Не позавидую незнанью и никогда не воспою
Покорность жребию баранью — в известной степени свою;
Но тот, кто в трепете кануна величье участи узрит,
Тому и бунты, и коммуна, тому и Мюнхен, и Мадрид —
Лишь подтверждение догадки, лишь доказательство того,
Что дьявол прячется в порядке, а в бездне дышит божество.
Я не таков. Прости мне, Боже. Но жизнь моя заострена,
Как для свидетельства; и тоже дрожит, как всякая струна.
Не знаю сам, когда исчезну, но пусть в обители теней
Мне вспомнится глядящий в бездну и улыбающийся ей
На грани марта и апреля, границе дня и темноты —
С сознаньем, что в конце тоннеля на самом деле только ты.

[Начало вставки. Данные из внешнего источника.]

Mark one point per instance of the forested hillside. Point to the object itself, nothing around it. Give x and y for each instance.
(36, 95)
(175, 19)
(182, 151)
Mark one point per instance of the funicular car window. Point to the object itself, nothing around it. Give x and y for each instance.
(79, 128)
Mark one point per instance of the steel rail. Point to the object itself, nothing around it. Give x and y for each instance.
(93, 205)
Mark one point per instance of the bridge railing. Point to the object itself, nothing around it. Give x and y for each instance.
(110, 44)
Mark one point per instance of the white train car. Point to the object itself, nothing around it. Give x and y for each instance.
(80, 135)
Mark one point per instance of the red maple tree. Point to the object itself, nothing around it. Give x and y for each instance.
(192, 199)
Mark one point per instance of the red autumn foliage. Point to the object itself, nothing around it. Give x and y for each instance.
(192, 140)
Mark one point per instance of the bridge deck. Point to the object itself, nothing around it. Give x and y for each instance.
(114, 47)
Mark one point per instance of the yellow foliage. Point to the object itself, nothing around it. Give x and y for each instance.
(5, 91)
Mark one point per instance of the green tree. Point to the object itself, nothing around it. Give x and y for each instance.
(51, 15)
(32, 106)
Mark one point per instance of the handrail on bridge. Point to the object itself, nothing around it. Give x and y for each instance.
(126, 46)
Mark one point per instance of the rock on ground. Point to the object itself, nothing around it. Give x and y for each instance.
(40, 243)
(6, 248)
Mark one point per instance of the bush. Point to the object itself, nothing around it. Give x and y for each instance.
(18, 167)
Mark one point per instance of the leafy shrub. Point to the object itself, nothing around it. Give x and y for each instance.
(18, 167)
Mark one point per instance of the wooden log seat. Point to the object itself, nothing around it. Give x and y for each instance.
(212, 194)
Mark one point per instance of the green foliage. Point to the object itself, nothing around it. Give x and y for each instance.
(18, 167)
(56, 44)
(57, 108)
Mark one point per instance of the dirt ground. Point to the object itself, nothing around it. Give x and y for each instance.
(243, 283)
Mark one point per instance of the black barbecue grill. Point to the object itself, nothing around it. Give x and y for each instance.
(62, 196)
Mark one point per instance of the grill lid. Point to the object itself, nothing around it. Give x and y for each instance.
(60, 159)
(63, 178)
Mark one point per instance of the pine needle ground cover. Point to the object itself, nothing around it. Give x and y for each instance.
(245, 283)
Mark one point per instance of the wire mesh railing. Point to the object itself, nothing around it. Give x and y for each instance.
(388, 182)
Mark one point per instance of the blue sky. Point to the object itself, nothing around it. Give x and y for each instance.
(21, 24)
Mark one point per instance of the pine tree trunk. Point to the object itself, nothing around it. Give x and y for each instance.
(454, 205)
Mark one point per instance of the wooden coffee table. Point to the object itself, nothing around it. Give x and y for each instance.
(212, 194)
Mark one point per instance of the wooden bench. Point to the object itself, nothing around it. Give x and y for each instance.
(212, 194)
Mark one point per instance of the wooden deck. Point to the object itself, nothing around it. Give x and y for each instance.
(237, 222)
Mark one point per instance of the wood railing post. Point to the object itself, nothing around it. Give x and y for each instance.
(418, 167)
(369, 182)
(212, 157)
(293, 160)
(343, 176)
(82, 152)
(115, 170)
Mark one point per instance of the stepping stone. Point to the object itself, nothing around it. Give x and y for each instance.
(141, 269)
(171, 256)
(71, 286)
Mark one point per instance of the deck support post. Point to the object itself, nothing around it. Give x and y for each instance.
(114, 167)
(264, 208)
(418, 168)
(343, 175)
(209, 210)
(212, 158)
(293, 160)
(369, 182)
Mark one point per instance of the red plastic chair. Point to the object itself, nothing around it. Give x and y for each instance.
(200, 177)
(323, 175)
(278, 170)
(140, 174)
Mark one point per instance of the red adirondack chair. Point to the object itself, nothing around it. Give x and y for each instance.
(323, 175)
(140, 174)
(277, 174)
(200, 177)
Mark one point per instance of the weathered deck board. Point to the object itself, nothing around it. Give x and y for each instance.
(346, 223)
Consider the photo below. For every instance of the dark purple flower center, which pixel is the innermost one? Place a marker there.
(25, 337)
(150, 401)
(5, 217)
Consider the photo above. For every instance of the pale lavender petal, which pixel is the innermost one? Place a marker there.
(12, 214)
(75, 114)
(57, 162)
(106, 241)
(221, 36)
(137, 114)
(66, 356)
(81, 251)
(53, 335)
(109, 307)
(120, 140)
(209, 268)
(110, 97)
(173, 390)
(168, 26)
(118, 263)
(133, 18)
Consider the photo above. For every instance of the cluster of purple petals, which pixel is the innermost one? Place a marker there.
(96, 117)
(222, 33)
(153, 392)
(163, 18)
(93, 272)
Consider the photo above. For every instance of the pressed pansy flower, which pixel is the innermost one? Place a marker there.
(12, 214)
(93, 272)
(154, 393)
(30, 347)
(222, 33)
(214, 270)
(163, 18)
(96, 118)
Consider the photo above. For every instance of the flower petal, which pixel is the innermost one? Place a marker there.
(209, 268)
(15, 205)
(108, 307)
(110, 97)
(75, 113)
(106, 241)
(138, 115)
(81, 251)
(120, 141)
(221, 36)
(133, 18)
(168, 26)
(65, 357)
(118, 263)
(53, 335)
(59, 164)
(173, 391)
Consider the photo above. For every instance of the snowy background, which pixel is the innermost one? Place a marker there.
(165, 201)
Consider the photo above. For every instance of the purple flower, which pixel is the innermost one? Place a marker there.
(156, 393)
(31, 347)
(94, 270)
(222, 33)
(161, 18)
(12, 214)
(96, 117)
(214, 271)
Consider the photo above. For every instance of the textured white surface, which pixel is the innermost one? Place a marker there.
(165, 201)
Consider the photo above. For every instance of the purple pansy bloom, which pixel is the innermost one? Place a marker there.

Не езди, Байрон, в Миссолунги.
Война — не место для гостей.
Не ищут, барин, в мясорубке
Высоких смыслов и страстей.
Напрасно, вольный сын природы,
Ты бросил мирное житье,
Ища какой-нибудь свободы,
Чтобы погибнуть за нее.
Поймешь ли ты, переезжая
В иные, лучшие края:
Свобода всякий раз чужая,
А гибель всякий раз своя?
Направо грек, налево турок,
И как душою ни криви —
Один дурак, другой придурок
И оба по уши в крови.
Но время, видимо, приспело
Накинуть плащ, купить ружье
И гибнуть за чужое дело,
Раз не убили за свое.
И вот палатка, и желтая лихорадка,
Никакой дисциплины вообще, никакого порядка,
Порох, оскаленные зубы, грязь, жара,
Гречанки носаты, ноги у них волосаты,
Турки визжат, как резаные поросяты,
Начинается бред, опускается ночь, ура.
Американец под Уэской,
Накинув плащ, глядит во тьму.
Он по причине слишком веской,
Но непонятной и ему,
Явился в славный край корриды,
Где вольность испускает дух.
Он хмурит брови от обиды,
Не формулируемой вслух.
Легко ли гордому буржую
В бездарно начатом бою
Сдыхать за родину чужую,
Раз не убили за свою?
В горах засел республиканец,
В лесу скрывается франкист —
Один дурак, другой поганец
И крепко на руку нечист.
Меж тем какая нам забота,
Какой нам прок от этих драк?
Но лучше раньше и за что-то,
Чем в должный срок за просто так.
И вот Уэска, режет глаза от блеска,
Короткая перебежка вдоль перелеска,
Командир отряда упрям и глуп, как баран,
Но он партизан, и ему простительно,
Что я делаю тут, действительно,
Лошадь пала, меня убили, но пасаран.
Всю жизнь, кривясь, как от ожога,
Я вслушиваюсь в чей-то бред.
Кругом полным-полно чужого,
А своего в помине нет.
Но сколько можно быть над схваткой,
И упиваться сбором трав,
И убеждать себя украдкой,
Что всяк по-своему неправ?
Не утешаться же наивным,
Любимым тезисом глупцов,
Что дурно все, за что мы гибнем,
И надо жить, в конце концов?
Какая жизнь, я вас умоляю?!
Какие надежды на краю?
Из двух неправд я выбираю
Наименее не мою —
Потому что мы все невольники
Чести, совести и тэ пэ —
И, как ямб растворяется в дольнике,
Растворяюсь в чужой толпе.
И вот атака, нас выгнали из барака,
Густая сволочь шумит вокруг, как войско мрака,
Какой-то гопник бьет меня по плечу,
Ответственность сброшена, точней сказать, перевалена.
Один кричит — за русский дух, другой — за Сталина,
Третий, зубы сжав, молчит, и я молчу.